Forum informiert über Trawniki-Lager
Bild: Uncredited/US Department of Justice/dpa
Im August war der ehemalige SS-Mann Jakiw P. nach Deutschland abgeschoben worden. Seitdem lebt der 95-Jährige in einem Pflegeheim in Ahlen. Das Forum Brüderlichkeit plant eine Veranstaltung, um über das Zwangsarbeiterlager Trawniki, in dem P. stationiert war, zu informieren.
Bild: Uncredited/US Department of Justice/dpa

„In Ahlen haben wir eine sehr gute Erinnerungskultur“, teilte Ulla Woltering, Fachbereichsleiterin Jugend, Soziales und Integration, auf „AT“-Anfrage mit. „Die Anwesenheit von Jakiw P. ist eng verknüpft mit den Gräueltaten, die während dieser Zeit verübt worden sind. Da lässt sich nicht einfach zur Tagesordnung übergehen.“ Woltering hatte am Donnerstag im Jugendhilfeausschuss über das Projekt informiert.

Termin im Herbst angepeilt

Für die inhaltliche Ausrichtung ist Manfred Kehr verantwortlich. „Über das Zwangsarbeiterlager Trawniki gibt es vergleichsweise wenige Informationen“, sagte der Historiker im „AT“-Gespräch. Seine Recherchen hätten ergeben, dass Trawniki ein Außenlager des Konzentrationslager Majdanek war. Für die Veranstaltung, die im Herbst stattfinden soll, will er Angelika Benz gewinnen, die das Buch „Handlanger der SS: Die Rolle der Trawniki-Männer im Holocaust“ veröffentlicht hat.
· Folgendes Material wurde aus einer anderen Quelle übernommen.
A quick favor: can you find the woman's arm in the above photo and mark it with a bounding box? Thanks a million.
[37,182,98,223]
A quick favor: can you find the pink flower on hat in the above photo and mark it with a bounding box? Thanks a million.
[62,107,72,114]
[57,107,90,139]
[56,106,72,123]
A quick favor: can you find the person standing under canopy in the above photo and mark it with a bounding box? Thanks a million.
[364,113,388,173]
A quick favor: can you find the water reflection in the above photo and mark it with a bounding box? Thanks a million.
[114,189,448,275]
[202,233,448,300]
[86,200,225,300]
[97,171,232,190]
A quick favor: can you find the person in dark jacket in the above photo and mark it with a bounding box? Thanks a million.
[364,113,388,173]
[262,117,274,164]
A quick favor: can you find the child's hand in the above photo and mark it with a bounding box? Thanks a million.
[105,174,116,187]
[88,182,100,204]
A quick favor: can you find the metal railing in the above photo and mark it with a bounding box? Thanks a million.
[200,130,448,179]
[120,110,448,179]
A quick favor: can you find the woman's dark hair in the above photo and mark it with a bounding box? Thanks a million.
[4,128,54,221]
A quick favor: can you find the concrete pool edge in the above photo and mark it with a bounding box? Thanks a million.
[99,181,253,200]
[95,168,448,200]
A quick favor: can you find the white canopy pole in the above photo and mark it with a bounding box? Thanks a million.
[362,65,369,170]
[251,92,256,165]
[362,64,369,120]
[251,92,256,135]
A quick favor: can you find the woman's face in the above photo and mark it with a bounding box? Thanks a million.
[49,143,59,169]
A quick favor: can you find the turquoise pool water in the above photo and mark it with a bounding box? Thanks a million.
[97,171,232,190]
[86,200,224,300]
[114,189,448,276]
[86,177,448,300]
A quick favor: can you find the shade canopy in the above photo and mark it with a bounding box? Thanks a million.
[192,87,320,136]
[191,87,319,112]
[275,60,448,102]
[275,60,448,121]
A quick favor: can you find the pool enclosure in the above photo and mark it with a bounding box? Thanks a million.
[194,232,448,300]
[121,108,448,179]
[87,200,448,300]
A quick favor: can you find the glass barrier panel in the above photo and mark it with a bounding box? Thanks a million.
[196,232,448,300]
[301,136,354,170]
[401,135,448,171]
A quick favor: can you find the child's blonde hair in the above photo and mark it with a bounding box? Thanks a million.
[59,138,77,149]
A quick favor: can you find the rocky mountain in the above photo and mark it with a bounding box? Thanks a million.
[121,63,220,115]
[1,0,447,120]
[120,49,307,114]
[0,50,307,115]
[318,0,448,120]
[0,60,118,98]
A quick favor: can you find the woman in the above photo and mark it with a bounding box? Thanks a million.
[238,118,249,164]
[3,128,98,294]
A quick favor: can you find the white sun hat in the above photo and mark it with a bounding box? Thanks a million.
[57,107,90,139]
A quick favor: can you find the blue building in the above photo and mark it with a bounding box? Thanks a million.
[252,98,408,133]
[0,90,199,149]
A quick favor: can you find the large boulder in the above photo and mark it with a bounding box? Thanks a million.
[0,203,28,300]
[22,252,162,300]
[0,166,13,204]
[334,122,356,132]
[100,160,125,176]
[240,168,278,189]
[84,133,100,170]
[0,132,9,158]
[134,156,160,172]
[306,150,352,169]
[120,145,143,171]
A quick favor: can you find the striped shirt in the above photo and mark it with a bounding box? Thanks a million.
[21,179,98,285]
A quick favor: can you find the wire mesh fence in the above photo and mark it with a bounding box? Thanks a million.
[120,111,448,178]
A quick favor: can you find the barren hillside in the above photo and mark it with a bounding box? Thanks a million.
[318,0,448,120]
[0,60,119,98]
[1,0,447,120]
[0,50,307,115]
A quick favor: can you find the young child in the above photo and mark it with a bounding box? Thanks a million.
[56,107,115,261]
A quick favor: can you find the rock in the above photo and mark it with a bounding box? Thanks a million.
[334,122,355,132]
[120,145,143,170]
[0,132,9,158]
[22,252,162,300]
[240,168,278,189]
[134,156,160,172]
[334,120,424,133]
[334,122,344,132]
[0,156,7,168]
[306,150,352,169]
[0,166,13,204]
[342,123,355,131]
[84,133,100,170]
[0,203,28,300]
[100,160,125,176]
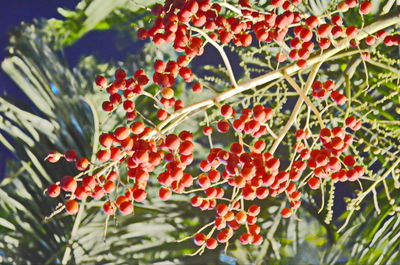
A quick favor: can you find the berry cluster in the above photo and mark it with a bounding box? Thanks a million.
[42,0,394,254]
[311,80,346,105]
[294,120,364,190]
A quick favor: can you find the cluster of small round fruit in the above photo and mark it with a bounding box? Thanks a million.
[294,121,364,190]
[190,130,301,247]
[43,0,387,253]
[206,104,274,137]
[311,80,347,106]
[137,0,377,70]
[98,68,150,118]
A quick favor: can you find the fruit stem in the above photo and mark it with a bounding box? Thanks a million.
[270,61,324,155]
Ein weiterer Gast könnte Winfried Nachtwei sein. „Er hat in den vergangenen Jahrzehnten Prozesse gegen ehemalige KZ-Befehlshaber verfolgt“, sagte Kehr und hob das Verfahren gegen Oskar Gröning hervor, der wegen Beihilfe zum Mord in 300.000 Fällen zu vier Jahren Haft verurteilt worden war. Gröning war für die SS von 1942 bis 1944 in der Verwaltung des KZ Auschwitz tätig. „Dieser Prozess hat ergeben, dass man nicht die individuelle Schuld nachweisen muss“, erläuterte Kehr. „Die Ergebenheit in SS-Netzwerken reicht aus, um verurteilt zu werden.“

Nicht gegen Jakiw P. mobil machen

Ein Prozess gegen Jakiw P. hat sich laut Kehr aufgrund der Indizienlage zerschlagen. „Er hat immer wieder betont, nur Wache gestanden und Brücken sowie Straßen gesichert zu haben. Und auch für ihn gilt der Grundsatz: ‚Im Zweifel für den Angeklagten.‘“ Kehr betonte ausdrücklich, dass man nicht gegen Jakiw P.s Anwesenheit in Ahlen mobil machen wolle. „Das ist eine humanitäre Angelegenheit“, sagte er.